Scientists discover immense biodiversity in high-temperature, deep-sea microorganism communities
A new study by researchers at Portland State University and the University of Wisconsin finds that a rich diversity of microorganisms lives in interdependent communities in high -temperature geothermal environments in the deep sea.
The study, published in the journal Microbiome, was led by Anna-Louise Reysenbach at PSU.
When the 350-400 degree C fluid exiting the Earth's crust through deep-sea hydrothermal vents mixes with seawater, it creates large, porous rocks often referred to as chimneys or hydrothermal deposits. These chimneys are colonized by microbes that thrive in high-temperature environments.

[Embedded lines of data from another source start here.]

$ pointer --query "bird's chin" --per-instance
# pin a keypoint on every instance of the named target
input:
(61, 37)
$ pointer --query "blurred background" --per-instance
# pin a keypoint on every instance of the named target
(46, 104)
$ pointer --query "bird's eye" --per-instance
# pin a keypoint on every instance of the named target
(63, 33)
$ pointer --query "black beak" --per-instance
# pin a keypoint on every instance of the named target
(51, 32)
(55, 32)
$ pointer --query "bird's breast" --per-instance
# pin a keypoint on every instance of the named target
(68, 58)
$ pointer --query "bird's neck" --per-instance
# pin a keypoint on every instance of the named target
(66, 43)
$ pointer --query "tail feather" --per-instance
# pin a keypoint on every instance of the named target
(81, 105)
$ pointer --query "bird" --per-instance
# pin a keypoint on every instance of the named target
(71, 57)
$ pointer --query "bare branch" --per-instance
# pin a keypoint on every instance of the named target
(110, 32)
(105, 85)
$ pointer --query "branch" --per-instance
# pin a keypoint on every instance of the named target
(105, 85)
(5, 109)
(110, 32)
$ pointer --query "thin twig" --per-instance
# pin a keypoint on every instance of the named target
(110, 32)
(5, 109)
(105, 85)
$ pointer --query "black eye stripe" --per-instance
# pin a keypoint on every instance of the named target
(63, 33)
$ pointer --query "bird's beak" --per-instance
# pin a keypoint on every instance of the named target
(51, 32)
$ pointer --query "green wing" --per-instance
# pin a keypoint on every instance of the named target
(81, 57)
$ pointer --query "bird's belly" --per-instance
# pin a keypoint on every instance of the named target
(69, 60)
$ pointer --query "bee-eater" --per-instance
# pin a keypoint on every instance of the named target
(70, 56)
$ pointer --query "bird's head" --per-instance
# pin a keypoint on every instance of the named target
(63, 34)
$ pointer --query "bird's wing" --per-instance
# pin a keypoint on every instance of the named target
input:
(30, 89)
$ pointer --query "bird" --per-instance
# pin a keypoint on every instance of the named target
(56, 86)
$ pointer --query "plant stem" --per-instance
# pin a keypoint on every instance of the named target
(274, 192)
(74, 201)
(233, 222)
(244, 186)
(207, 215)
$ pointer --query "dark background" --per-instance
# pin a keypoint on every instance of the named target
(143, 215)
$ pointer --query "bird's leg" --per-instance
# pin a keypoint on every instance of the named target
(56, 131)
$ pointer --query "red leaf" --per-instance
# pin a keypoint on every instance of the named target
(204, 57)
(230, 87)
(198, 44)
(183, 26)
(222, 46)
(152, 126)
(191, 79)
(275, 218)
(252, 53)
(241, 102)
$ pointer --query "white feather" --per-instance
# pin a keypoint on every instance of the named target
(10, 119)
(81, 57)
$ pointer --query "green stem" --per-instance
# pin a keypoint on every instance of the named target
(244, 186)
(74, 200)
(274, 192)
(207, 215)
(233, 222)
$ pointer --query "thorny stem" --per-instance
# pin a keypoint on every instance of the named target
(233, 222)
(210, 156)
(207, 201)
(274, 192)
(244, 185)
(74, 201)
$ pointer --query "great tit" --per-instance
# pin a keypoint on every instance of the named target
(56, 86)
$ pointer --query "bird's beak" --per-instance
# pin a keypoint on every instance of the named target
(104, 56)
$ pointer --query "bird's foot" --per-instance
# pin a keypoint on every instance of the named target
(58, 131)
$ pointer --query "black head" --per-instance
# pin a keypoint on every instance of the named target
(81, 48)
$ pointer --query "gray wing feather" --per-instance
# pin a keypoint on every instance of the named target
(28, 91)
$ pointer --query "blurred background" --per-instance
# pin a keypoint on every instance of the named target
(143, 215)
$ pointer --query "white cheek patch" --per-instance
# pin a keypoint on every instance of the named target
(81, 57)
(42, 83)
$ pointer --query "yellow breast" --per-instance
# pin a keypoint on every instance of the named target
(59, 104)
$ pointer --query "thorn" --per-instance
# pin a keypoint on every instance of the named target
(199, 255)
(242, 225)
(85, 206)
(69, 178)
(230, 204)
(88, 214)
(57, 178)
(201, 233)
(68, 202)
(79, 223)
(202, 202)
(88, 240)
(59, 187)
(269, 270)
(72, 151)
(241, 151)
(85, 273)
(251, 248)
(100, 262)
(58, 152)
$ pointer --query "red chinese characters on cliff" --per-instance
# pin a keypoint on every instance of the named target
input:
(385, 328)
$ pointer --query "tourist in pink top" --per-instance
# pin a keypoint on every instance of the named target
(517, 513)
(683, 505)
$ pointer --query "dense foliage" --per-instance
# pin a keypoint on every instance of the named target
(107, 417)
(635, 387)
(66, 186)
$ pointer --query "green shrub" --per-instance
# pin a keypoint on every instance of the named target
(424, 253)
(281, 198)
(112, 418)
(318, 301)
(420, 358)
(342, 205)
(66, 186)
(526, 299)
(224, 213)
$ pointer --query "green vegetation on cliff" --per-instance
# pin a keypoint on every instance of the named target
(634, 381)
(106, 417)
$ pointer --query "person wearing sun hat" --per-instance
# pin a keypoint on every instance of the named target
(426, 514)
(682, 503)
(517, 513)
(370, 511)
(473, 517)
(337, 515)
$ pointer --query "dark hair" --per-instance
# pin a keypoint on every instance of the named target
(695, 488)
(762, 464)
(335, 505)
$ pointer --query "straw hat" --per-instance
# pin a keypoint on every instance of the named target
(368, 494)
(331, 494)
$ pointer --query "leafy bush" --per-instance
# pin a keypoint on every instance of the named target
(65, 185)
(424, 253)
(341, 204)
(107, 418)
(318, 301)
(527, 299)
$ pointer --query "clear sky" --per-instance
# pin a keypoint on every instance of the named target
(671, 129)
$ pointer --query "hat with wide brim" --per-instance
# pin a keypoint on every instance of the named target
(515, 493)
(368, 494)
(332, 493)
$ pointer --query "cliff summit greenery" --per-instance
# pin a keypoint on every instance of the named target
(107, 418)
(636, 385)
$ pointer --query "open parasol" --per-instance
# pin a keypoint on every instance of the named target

Reysenbach has collected chimneys from deep-sea hydrothermal vents in the world's oceans. Her lab uses genetic fingerprinting and cultivation techniques to study the microbial diversity of the communities associated with these rocks.
In the U.S. National Science Foundation-supported study, Reysenbach and the team were able to take advantage of advances in molecular biology techniques to sequence the entire genomes of the microbes in these communities to learn more about their diversity and interconnected ecosystems.
"This research demonstrates the incredible diversity of microbial communities in the extreme environments of deep-sea hydrothermal vents throughout the ocean basins," says Gail Christeson, a program director in NSF's Division of Ocean Sciences.
The team constructed genomes of 3,635 bacteria and archaea from 40 rock communities. The diversity was staggering, according to the scientists, and greatly expands what is known about how many different types of bacteria and archaea exist.
The researchers discovered at least 500 new genera (the level of taxonomic organization above species) and have evidence for two new phyla (five levels up from species). The team also found evidence of microbial diversity hotspots. Samples from the deep-sea Brothers Volcano near New Zealand, for example, were enriched with microorganisms, many endemic to that volcano.
"That biodiversity was just so huge," says Reysenbach. "At one volcano there was so much new diversity that we hadn't seen elsewhere." The finding suggests that the increased complexity of the subsurface rocks of a volcano makes them more likely to house diverse microbial species compared to deep-sea hydrothermal vents.